Money Laundering and Asset Forfeiture Investigation

Money laundering entails taking criminal profits and moving them in a prohibited manner to give the appearance of legitimacy. Criminals or persons acting on their behalf generate proceeds in the form of money or property by committing a crime designated as a specified unlawful activity (SUA). Criminals then move that SUA money with the intent to disguise the nature, location, source, ownership, or control of the funds; this is s known as “concealment” money laundering. Alternatively, in “promotion” money laundering, they reinvest the SUA money in their illicit activity to ensure its continuing nature. Either theory suffices for a money laundering charge. It is the responsibility of legal counsel to ascertain the facts and determine which of the money laundering statutes is/are appropriate for the circumstances.

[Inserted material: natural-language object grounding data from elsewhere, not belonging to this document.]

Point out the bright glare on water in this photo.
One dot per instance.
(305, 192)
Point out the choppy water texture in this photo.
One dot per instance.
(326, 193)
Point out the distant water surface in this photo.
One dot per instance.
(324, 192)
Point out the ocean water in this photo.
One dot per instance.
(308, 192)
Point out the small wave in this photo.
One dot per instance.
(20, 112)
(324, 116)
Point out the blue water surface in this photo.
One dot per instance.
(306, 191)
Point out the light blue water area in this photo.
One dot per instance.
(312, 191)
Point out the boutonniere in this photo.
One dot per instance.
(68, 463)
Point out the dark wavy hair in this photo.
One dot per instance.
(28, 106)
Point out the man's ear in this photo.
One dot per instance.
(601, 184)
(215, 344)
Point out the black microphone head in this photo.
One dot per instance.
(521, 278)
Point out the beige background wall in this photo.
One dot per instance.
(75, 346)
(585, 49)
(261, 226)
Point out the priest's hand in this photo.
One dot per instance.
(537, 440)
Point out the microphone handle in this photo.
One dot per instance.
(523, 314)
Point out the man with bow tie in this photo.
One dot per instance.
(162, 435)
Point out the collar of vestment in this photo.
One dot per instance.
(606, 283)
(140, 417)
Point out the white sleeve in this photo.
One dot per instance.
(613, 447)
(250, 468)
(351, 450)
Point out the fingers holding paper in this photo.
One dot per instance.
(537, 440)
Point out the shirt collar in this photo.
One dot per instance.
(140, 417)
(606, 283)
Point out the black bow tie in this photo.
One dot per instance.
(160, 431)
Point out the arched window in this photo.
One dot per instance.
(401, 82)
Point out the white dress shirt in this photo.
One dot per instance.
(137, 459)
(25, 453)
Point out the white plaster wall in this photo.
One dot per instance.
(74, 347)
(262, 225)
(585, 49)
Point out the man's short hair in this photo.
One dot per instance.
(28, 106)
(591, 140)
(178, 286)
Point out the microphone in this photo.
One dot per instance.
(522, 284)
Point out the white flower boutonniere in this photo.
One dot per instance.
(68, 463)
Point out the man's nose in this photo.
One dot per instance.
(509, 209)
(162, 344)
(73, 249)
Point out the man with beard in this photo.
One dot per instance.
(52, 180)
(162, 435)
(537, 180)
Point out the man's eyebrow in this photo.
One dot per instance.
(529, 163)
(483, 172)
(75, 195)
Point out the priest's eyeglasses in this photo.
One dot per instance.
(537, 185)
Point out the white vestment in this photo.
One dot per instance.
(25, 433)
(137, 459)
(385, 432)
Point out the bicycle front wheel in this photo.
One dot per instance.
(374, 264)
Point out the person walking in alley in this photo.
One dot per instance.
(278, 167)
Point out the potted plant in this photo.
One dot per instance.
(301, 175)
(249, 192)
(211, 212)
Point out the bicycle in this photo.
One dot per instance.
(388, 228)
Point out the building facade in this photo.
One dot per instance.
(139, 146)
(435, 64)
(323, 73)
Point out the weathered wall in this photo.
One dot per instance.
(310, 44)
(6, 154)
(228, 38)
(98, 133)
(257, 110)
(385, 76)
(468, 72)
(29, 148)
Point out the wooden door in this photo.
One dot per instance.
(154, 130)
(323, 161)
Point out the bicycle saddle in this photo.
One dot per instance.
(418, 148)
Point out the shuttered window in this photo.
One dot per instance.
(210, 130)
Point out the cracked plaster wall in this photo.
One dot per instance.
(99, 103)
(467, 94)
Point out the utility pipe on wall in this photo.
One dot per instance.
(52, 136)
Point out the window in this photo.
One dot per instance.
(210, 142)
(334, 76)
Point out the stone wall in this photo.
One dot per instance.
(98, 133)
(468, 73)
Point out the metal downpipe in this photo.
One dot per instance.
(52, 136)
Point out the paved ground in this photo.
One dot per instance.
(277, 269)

Asset Forfeiture Investigations

Federal asset forfeiture laws permit the government to take ownership of money and property belonging to criminals based on proof developed during an investigation. Although sending a convicted criminal to prison is a deterrent to the commission of future crimes, the deterrence becomes much more powerful when combined with the arsenal of asset forfeiture laws that deprive criminals of everything that motivated them to commit the crimes in the first place. Similar to approaching money laundering crimes, attorney involvement in asset forfeitures involves closely examining the facts to determine the presence an SUA and to conduct a strict tracing of the money or other assets derived from that SUA.